Alessandro D’Avenia, palermitano, classe 1977, è uno scrittore, insegnante e sceneggiatore. Il suo libro d’esordio è stato pubblicato nel 2010: Bianca come il latte, rossa come il sangue. Ispirato a un fatto realmente accaduto (anche se ci sono svariate differenze rispetto alla storia vera), copre un arco temporale di 200 giorni; i protagonisti sono due adolescenti, Leo e Beatrice, molto diversi fra loro, ma che finiscono per innamorarsi. Sul serio. Solo che lei è malata di tumore. E Leo, dapprima ragazzo apparentemente fragile, deciderà di arrivare fino in fondo. Crescerà tanto, troverà il coraggio di un uomo fatto anche grazie a un prof “illuminato”. Il romanzo ha messo d’accordo il pubblico e la critica (parliamo di milioni di copie vendute, eh) e ne è stato tratto un film per la regia di Giacomo Campiotti, ugualmente apprezzato. Leo ha il volto di Filippo Scicchitano, Beatrice quello di Gaia Weiss mentre il prof è interpretato da Luca Argentero (nel cast anche Aurora Ruffino). Nel primo weekend di programmazione (era il 2013) l’incasso ha superato il milione di euro. Ecco: nella serata di oggi, 23 giugno, Raiuno avrebbe dovuto trasmettere il film in prima tv. Invece, all’improvviso, la programmazione è cambiata.
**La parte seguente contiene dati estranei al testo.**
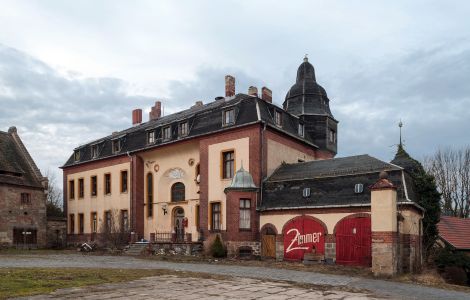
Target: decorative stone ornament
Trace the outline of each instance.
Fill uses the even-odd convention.
[[[189,165],[190,167],[192,167],[192,166],[194,165],[194,158],[190,158],[190,159],[188,160],[188,165]]]
[[[154,170],[155,172],[158,172],[158,171],[160,170],[160,166],[159,166],[158,164],[155,164],[155,165],[153,166],[153,170]]]
[[[168,172],[168,177],[173,178],[173,179],[180,179],[180,178],[183,178],[183,176],[184,176],[184,171],[179,168],[171,169]]]

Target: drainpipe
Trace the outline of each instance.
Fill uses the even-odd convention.
[[[129,154],[129,151],[127,151],[127,156],[129,157],[129,159],[131,160],[131,167],[129,168],[129,178],[130,178],[130,189],[129,189],[129,208],[130,208],[130,213],[129,213],[129,217],[131,218],[131,235],[132,233],[135,234],[135,220],[134,220],[134,205],[133,205],[133,199],[132,199],[132,189],[133,189],[133,182],[134,182],[134,178],[133,178],[133,174],[134,172],[132,172],[132,169],[134,168],[134,160],[132,159],[132,156]]]

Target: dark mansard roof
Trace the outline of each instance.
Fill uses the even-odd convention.
[[[235,123],[231,125],[222,124],[222,112],[234,108]],[[274,112],[282,114],[282,126],[276,126],[274,122]],[[259,115],[258,115],[259,114]],[[189,132],[184,137],[178,136],[178,125],[182,122],[188,122]],[[99,140],[79,146],[75,151],[80,151],[80,159],[75,161],[72,154],[63,167],[78,165],[90,161],[109,158],[113,156],[126,155],[127,152],[136,152],[145,149],[155,148],[160,145],[166,145],[177,141],[190,139],[196,136],[207,135],[219,131],[230,130],[236,127],[249,124],[264,122],[267,126],[298,139],[300,142],[309,144],[317,148],[313,143],[311,136],[305,132],[305,136],[299,136],[298,117],[289,114],[282,108],[268,103],[257,97],[237,94],[231,98],[222,98],[201,106],[194,106],[156,120],[133,126],[126,130],[103,137]],[[164,141],[162,139],[162,128],[171,126],[171,139]],[[156,142],[147,144],[147,132],[155,131]],[[122,148],[118,153],[112,152],[112,141],[119,139]],[[98,147],[98,157],[91,157],[91,147]]]
[[[0,184],[41,188],[38,174],[39,169],[16,134],[16,128],[0,131]]]
[[[411,177],[403,168],[369,155],[358,155],[282,164],[263,183],[258,209],[370,205],[368,187],[377,182],[381,171],[387,171],[389,180],[397,186],[399,202],[414,199]],[[356,184],[362,184],[361,193],[355,192]],[[304,188],[310,188],[309,197],[303,196]]]

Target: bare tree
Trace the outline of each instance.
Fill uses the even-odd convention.
[[[439,149],[425,159],[441,195],[442,212],[460,218],[470,215],[470,146]]]
[[[129,221],[123,211],[107,211],[100,225],[100,244],[111,249],[122,249],[129,242],[129,236]]]
[[[63,202],[62,202],[62,189],[57,186],[56,176],[50,170],[45,174],[48,178],[47,185],[47,215],[52,217],[63,217]]]

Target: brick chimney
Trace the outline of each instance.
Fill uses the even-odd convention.
[[[132,111],[132,125],[139,125],[142,123],[142,109],[137,108]]]
[[[155,106],[150,108],[149,121],[159,119],[162,116],[162,103],[160,101],[155,102]]]
[[[202,101],[196,101],[196,103],[194,103],[194,105],[191,106],[191,108],[201,107],[201,106],[204,106],[204,103]]]
[[[225,76],[225,97],[235,96],[235,77],[232,75]]]
[[[263,86],[261,89],[261,99],[269,103],[273,102],[273,92],[267,87]]]
[[[250,86],[248,88],[248,95],[258,97],[258,88],[256,86]]]

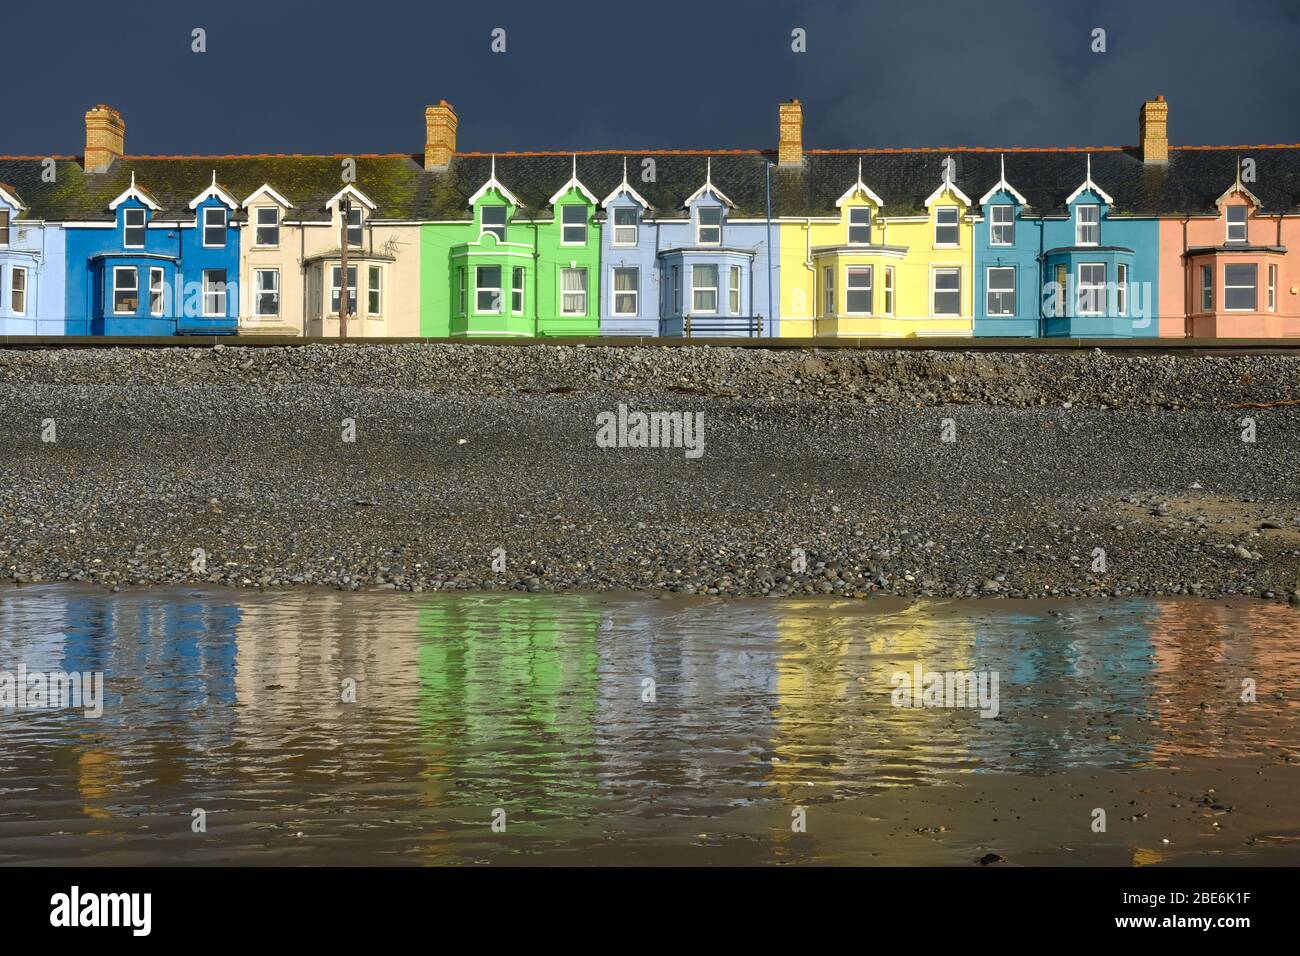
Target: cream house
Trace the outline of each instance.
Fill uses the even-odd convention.
[[[241,162],[265,174],[241,204],[241,334],[337,337],[345,244],[348,338],[420,334],[413,157]]]

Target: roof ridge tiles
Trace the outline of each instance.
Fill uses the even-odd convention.
[[[652,154],[660,156],[760,156],[772,153],[770,149],[535,149],[535,150],[472,150],[457,152],[462,158],[487,159],[490,156],[628,156]]]

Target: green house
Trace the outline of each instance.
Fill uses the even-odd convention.
[[[578,172],[576,156],[457,154],[434,174],[421,335],[600,334],[599,204]]]

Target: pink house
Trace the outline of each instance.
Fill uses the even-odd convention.
[[[1197,167],[1200,195],[1160,220],[1161,336],[1300,338],[1297,152],[1170,149],[1171,166]]]

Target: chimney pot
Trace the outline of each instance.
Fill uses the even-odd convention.
[[[424,110],[424,168],[446,169],[456,152],[456,110],[446,100]]]

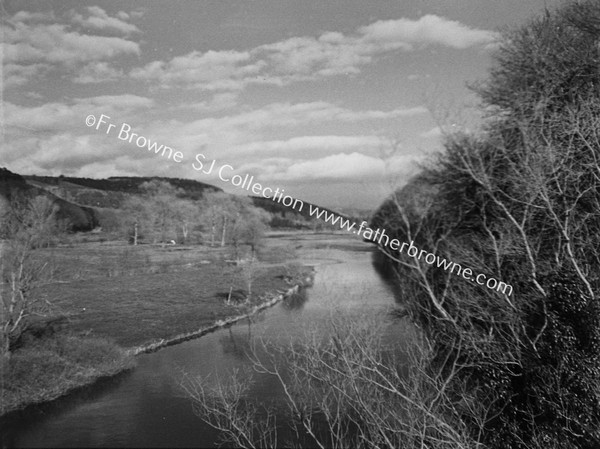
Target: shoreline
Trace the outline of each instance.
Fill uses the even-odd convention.
[[[203,328],[200,328],[200,329],[192,331],[192,332],[186,332],[184,334],[179,334],[179,335],[176,335],[176,336],[170,337],[170,338],[162,338],[162,339],[152,342],[152,343],[146,343],[146,344],[134,347],[134,348],[129,348],[127,351],[133,356],[137,356],[139,354],[152,353],[152,352],[156,352],[162,348],[166,348],[167,346],[176,345],[179,343],[183,343],[184,341],[188,341],[188,340],[194,340],[196,338],[202,337],[203,335],[215,332],[219,329],[225,329],[225,328],[237,323],[238,321],[244,320],[246,318],[250,318],[250,317],[256,315],[257,313],[262,312],[265,309],[269,309],[269,308],[277,305],[278,303],[287,299],[291,295],[298,293],[298,291],[301,288],[310,287],[312,285],[313,279],[314,279],[314,270],[308,276],[306,276],[303,280],[301,280],[299,283],[297,283],[293,287],[289,288],[285,292],[280,293],[277,296],[275,296],[261,304],[255,305],[254,307],[252,307],[252,309],[248,313],[245,313],[242,315],[237,315],[234,317],[225,318],[223,320],[217,320],[211,326],[203,327]]]
[[[178,334],[173,337],[162,338],[160,340],[151,341],[151,342],[139,345],[139,346],[130,347],[130,348],[122,348],[120,346],[115,346],[115,350],[117,350],[121,355],[121,359],[119,360],[119,363],[122,363],[122,365],[120,367],[107,369],[105,371],[102,371],[103,367],[101,367],[100,373],[92,374],[88,378],[82,379],[79,382],[71,380],[71,382],[69,383],[69,386],[67,388],[57,389],[55,391],[51,391],[50,393],[42,392],[42,393],[32,395],[34,397],[34,399],[31,401],[16,401],[15,406],[12,406],[12,407],[9,406],[6,409],[4,409],[4,408],[0,409],[0,418],[6,419],[10,415],[23,412],[29,407],[35,407],[35,406],[39,406],[42,404],[50,403],[50,402],[58,400],[64,396],[67,396],[75,391],[90,387],[102,380],[106,380],[106,379],[118,376],[119,374],[125,373],[129,370],[133,370],[133,369],[135,369],[135,357],[138,355],[156,352],[156,351],[159,351],[160,349],[166,348],[168,346],[173,346],[173,345],[176,345],[179,343],[183,343],[185,341],[193,340],[196,338],[201,338],[204,335],[218,331],[220,329],[225,329],[229,326],[234,325],[235,323],[237,323],[241,320],[250,318],[266,309],[269,309],[269,308],[277,305],[278,303],[284,301],[285,299],[289,298],[293,294],[298,293],[298,291],[300,291],[300,289],[310,287],[312,285],[312,282],[314,281],[314,274],[315,274],[315,270],[313,268],[308,274],[303,276],[303,278],[300,281],[296,281],[295,285],[293,285],[286,291],[279,293],[277,296],[253,306],[252,309],[247,313],[233,316],[233,317],[224,318],[224,319],[219,319],[210,326],[206,326],[206,327],[200,328],[200,329],[192,331],[192,332]],[[3,398],[3,401],[4,401],[4,398]]]

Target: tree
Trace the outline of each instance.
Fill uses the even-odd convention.
[[[181,198],[173,203],[173,209],[173,218],[178,230],[181,231],[181,243],[185,245],[194,226],[200,223],[201,210],[196,202]]]
[[[13,198],[0,204],[0,351],[10,358],[11,345],[42,316],[48,304],[34,294],[44,264],[34,249],[56,235],[58,208],[45,196]]]
[[[255,207],[247,197],[223,192],[207,194],[202,200],[202,219],[209,229],[211,246],[217,238],[220,245],[234,245],[236,253],[242,244],[249,245],[253,256],[267,229],[269,214]]]
[[[156,179],[142,183],[140,190],[144,192],[143,199],[148,208],[154,243],[170,240],[168,236],[176,235],[176,205],[179,204],[176,198],[181,190]]]
[[[253,373],[248,370],[234,372],[229,382],[186,377],[183,387],[195,412],[235,447],[477,447],[445,394],[458,367],[429,372],[426,350],[415,350],[411,363],[404,364],[386,351],[382,323],[364,315],[336,311],[327,329],[324,338],[307,334],[289,344],[262,341],[248,348],[255,371],[271,375],[281,387],[285,407],[249,400]],[[414,338],[406,335],[408,341]],[[463,405],[479,411],[474,392],[462,393]],[[288,440],[281,435],[285,428]]]
[[[144,234],[147,227],[149,228],[150,210],[146,201],[139,196],[128,197],[123,202],[122,208],[126,212],[127,236],[133,245],[137,245],[140,236]]]
[[[137,245],[142,234],[154,243],[174,240],[179,230],[185,240],[197,216],[197,207],[180,198],[182,191],[166,181],[146,181],[140,190],[142,195],[130,196],[123,204],[127,227],[133,231],[133,244]]]
[[[250,258],[256,258],[257,248],[262,243],[268,229],[270,215],[263,209],[252,205],[249,198],[236,199],[237,212],[235,215],[231,239],[238,252],[239,245],[250,246]]]
[[[490,447],[600,445],[599,32],[600,5],[584,1],[508,33],[477,87],[486,125],[447,136],[418,204],[399,192],[377,216],[514,287],[511,298],[388,251],[431,369],[459,366],[450,388],[467,381],[487,404],[473,434]]]
[[[201,208],[202,220],[210,230],[210,246],[215,246],[217,238],[220,238],[220,245],[225,246],[236,213],[231,195],[224,192],[208,193],[202,198]]]

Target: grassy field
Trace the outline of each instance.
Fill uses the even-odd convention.
[[[261,262],[245,271],[231,248],[78,242],[40,250],[46,269],[33,293],[52,304],[60,326],[29,335],[0,365],[0,414],[131,368],[126,349],[247,313],[305,277],[293,246],[267,239]]]
[[[274,296],[289,288],[287,271],[282,266],[259,268],[252,285],[254,297]],[[244,304],[225,303],[230,289],[239,294],[247,290],[238,267],[210,264],[48,284],[39,293],[68,317],[70,329],[112,337],[128,347],[243,313]]]

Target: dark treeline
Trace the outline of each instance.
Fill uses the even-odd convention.
[[[192,179],[182,178],[161,178],[161,177],[141,177],[141,176],[111,176],[106,179],[92,178],[74,178],[69,176],[26,176],[26,179],[32,181],[40,181],[45,184],[60,186],[61,183],[70,183],[82,187],[88,187],[98,190],[108,190],[112,192],[124,193],[143,193],[142,184],[154,179],[166,181],[172,186],[181,189],[185,198],[199,199],[204,192],[221,192],[222,189],[205,184],[203,182],[194,181]]]
[[[475,444],[600,447],[600,4],[506,33],[474,90],[485,125],[447,135],[372,227],[514,287],[386,258]]]

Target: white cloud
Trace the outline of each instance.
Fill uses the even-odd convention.
[[[91,62],[79,70],[73,82],[78,84],[104,83],[115,81],[123,76],[123,71],[112,67],[108,62]]]
[[[219,98],[213,101],[233,101]],[[5,104],[6,141],[1,158],[16,171],[80,176],[157,174],[193,177],[196,152],[238,172],[249,170],[264,182],[289,180],[377,179],[391,164],[378,156],[374,135],[298,135],[315,123],[356,123],[422,114],[424,108],[389,111],[351,110],[328,102],[273,103],[222,117],[193,121],[148,119],[152,99],[136,95],[74,98],[36,107]],[[184,153],[184,163],[170,166],[153,154],[85,125],[88,114],[106,114],[108,122],[126,122],[132,131]],[[272,131],[288,138],[272,139]],[[300,131],[301,132],[301,131]],[[94,167],[93,169],[91,167]],[[217,182],[216,178],[206,179]]]
[[[22,86],[48,69],[48,64],[6,64],[3,67],[3,88]]]
[[[419,20],[379,20],[360,28],[359,32],[363,43],[373,43],[385,49],[428,44],[465,49],[487,45],[496,37],[493,32],[470,28],[433,14],[425,15]]]
[[[253,157],[275,153],[287,158],[307,158],[339,152],[376,152],[381,144],[377,136],[298,136],[238,145],[233,151]]]
[[[138,79],[162,87],[204,90],[243,89],[248,84],[285,85],[341,74],[359,73],[374,58],[392,51],[442,45],[465,49],[490,45],[496,34],[453,20],[426,15],[418,20],[372,23],[354,34],[326,32],[319,37],[292,37],[249,51],[193,51],[168,62],[154,61],[132,70]]]
[[[10,23],[17,22],[49,22],[55,20],[54,13],[19,11],[9,20]]]
[[[90,18],[111,19],[100,8],[90,9],[96,14]],[[82,69],[76,77],[78,82],[106,80],[119,74],[115,69],[111,70],[106,61],[140,53],[137,42],[121,37],[82,34],[66,23],[45,23],[49,20],[56,21],[52,14],[20,11],[7,21],[2,52],[3,64],[11,67],[11,85],[25,84],[39,76],[42,68],[63,70],[71,76]]]
[[[153,100],[137,95],[103,95],[98,97],[77,98],[68,103],[46,103],[41,106],[26,107],[5,102],[4,115],[7,133],[27,130],[39,132],[58,132],[85,126],[88,114],[113,115],[124,120],[136,110],[146,109],[154,104]]]
[[[334,154],[317,160],[293,164],[280,179],[364,179],[383,175],[385,164],[381,159],[362,153]]]
[[[68,31],[66,25],[29,26],[19,23],[4,33],[6,63],[49,63],[73,66],[113,58],[122,54],[139,54],[139,45],[119,37],[90,36]]]
[[[161,85],[188,85],[204,90],[239,89],[249,77],[257,76],[261,63],[250,62],[250,54],[238,51],[193,51],[169,62],[154,61],[135,68],[131,76],[159,80]]]
[[[252,111],[209,120],[250,128],[266,128],[323,121],[357,122],[363,120],[385,120],[421,115],[427,112],[427,109],[423,106],[397,108],[390,111],[356,111],[326,101],[315,101],[309,103],[272,103]]]
[[[436,126],[435,128],[431,128],[430,130],[419,134],[419,137],[422,137],[424,139],[438,139],[442,135],[442,129],[439,126]]]
[[[397,119],[427,113],[424,107],[397,108],[390,111],[351,110],[332,103],[271,103],[262,108],[242,110],[221,117],[193,121],[155,121],[145,128],[182,151],[205,149],[217,157],[240,157],[240,147],[248,142],[262,142],[271,132],[298,132],[296,127],[314,124],[343,124],[371,120]],[[132,123],[133,125],[133,123]],[[294,129],[296,128],[296,129]],[[299,145],[293,141],[286,145]],[[307,144],[307,141],[304,141]]]
[[[196,103],[183,103],[173,106],[171,110],[191,109],[198,112],[217,112],[231,109],[238,105],[238,92],[215,93],[210,100]]]
[[[87,8],[88,17],[83,17],[79,13],[73,13],[72,22],[98,31],[116,31],[126,36],[139,32],[139,28],[131,23],[127,23],[129,18],[127,13],[120,11],[117,17],[110,17],[102,8],[98,6],[89,6]]]

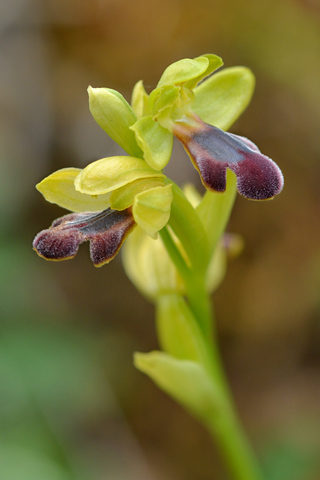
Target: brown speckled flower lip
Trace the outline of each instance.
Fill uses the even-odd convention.
[[[67,260],[77,254],[81,243],[89,241],[91,260],[96,267],[101,267],[116,256],[134,227],[131,208],[71,213],[38,233],[33,248],[46,260]]]
[[[245,137],[224,132],[193,115],[190,123],[175,122],[173,134],[183,144],[203,185],[226,189],[227,168],[237,176],[238,192],[251,200],[268,200],[283,188],[283,175],[271,158]]]

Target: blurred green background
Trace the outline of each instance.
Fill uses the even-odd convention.
[[[223,358],[268,480],[320,478],[320,4],[317,0],[0,3],[0,478],[222,479],[208,434],[132,366],[157,348],[153,307],[120,257],[83,245],[49,263],[34,235],[64,212],[34,185],[121,153],[89,84],[155,87],[171,62],[216,53],[257,78],[233,126],[282,168],[272,202],[237,199],[245,240],[214,295]],[[199,186],[175,145],[171,175]]]

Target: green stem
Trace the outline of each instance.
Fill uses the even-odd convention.
[[[190,308],[198,320],[203,335],[205,338],[211,338],[211,303],[205,292],[203,276],[192,271],[186,264],[167,227],[159,233],[171,260],[184,281]]]
[[[201,298],[207,296],[203,291]],[[213,323],[213,318],[211,318]],[[215,332],[211,339],[204,336],[208,355],[208,368],[217,397],[218,407],[212,410],[203,423],[215,439],[217,446],[229,467],[232,478],[236,480],[262,480],[263,475],[251,449],[246,434],[236,412],[232,392],[226,378]]]
[[[164,227],[159,232],[161,240],[163,241],[167,252],[170,255],[171,260],[175,264],[178,272],[180,273],[181,277],[185,280],[190,276],[190,268],[186,264],[183,256],[181,255],[177,245],[175,244],[169,230],[167,227]]]
[[[192,272],[187,283],[187,297],[190,308],[198,320],[204,338],[212,337],[211,302],[204,285],[204,278]]]
[[[176,185],[173,185],[173,193],[169,226],[180,243],[175,241],[167,227],[161,230],[160,235],[185,282],[187,300],[201,329],[207,352],[205,368],[219,399],[202,421],[216,440],[235,480],[262,480],[257,460],[237,418],[216,335],[212,335],[213,312],[205,284],[208,260],[223,234],[233,206],[236,178],[229,173],[227,192],[224,195],[208,192],[197,212]],[[186,254],[187,259],[181,252]]]
[[[246,434],[234,411],[217,412],[206,419],[206,427],[228,465],[232,478],[236,480],[263,480],[263,474]]]

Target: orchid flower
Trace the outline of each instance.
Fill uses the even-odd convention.
[[[138,82],[132,105],[115,90],[89,87],[94,119],[128,156],[103,158],[83,170],[58,170],[37,185],[46,200],[73,212],[36,236],[33,246],[40,256],[73,258],[88,240],[91,259],[101,266],[114,258],[136,225],[157,238],[173,202],[172,181],[163,174],[173,136],[206,189],[224,192],[229,169],[247,198],[269,199],[281,191],[278,166],[251,141],[222,130],[247,106],[254,77],[244,67],[211,75],[221,66],[220,57],[211,54],[175,62],[150,95]]]

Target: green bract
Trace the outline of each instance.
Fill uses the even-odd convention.
[[[158,295],[156,322],[159,343],[166,353],[206,364],[206,348],[199,325],[181,294]]]
[[[219,409],[219,391],[200,363],[157,351],[136,353],[134,363],[196,417],[205,419]]]

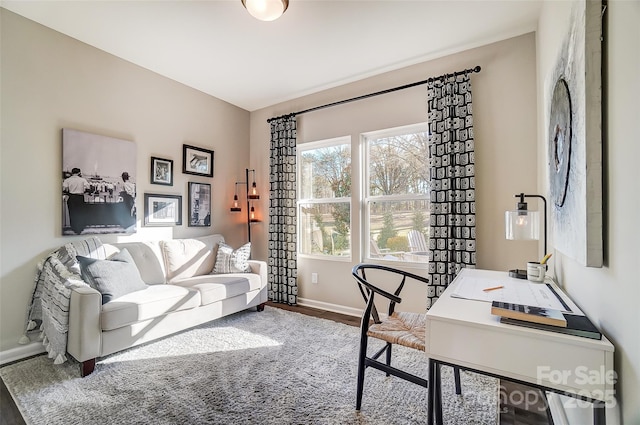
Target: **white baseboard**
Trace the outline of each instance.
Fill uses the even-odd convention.
[[[362,309],[346,307],[338,304],[325,303],[324,301],[309,300],[298,297],[298,304],[304,307],[317,308],[320,310],[332,311],[334,313],[346,314],[347,316],[362,317]]]
[[[0,365],[22,360],[44,352],[42,341],[34,341],[30,344],[20,345],[16,348],[0,351]]]

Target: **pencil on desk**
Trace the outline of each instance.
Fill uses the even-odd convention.
[[[545,255],[544,258],[540,260],[540,264],[546,264],[549,258],[551,258],[551,254]]]
[[[502,289],[502,288],[504,288],[504,286],[503,286],[503,285],[500,285],[500,286],[493,286],[493,287],[491,287],[491,288],[484,288],[484,289],[483,289],[483,291],[484,291],[484,292],[489,292],[489,291],[495,291],[496,289]]]

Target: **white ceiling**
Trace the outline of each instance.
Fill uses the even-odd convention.
[[[1,1],[2,7],[254,111],[534,31],[542,0]],[[470,66],[475,64],[470,64]]]

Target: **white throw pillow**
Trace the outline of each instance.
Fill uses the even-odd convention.
[[[236,250],[226,243],[220,242],[213,273],[251,273],[251,267],[248,263],[250,256],[251,242],[242,245]]]

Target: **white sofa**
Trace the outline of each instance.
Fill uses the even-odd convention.
[[[221,235],[158,242],[104,244],[107,255],[131,254],[145,289],[102,304],[90,286],[73,288],[67,352],[82,363],[152,341],[250,307],[264,309],[267,265],[249,260],[251,273],[212,274]]]

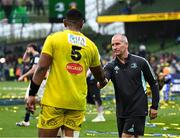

E andrà invece in onda – stando agli ultimi aggiornamenti – L’uomo che cavalcava nel buio con Terence Hill. Beh, D’Avenia c’è rimasto parecchio e comprensibilmente male.

D'Avenia

Il film tratto da Bianca come il latte – commenta il giovane scrittore – previsto per stasera, è appena sparito dalla programmazione di RaiUno. Non so che dire“. Intanto la notizia si sta diffondendo e la polemica sta montando. Dalla Rai, per il momento, nessuna spiegazione. Una cosa è certa: in molti aspettavano l’ora dell’appuntamento. E basti dare un’occhiata ai commenti, che si moltiplicano, per avere il metro del malumore.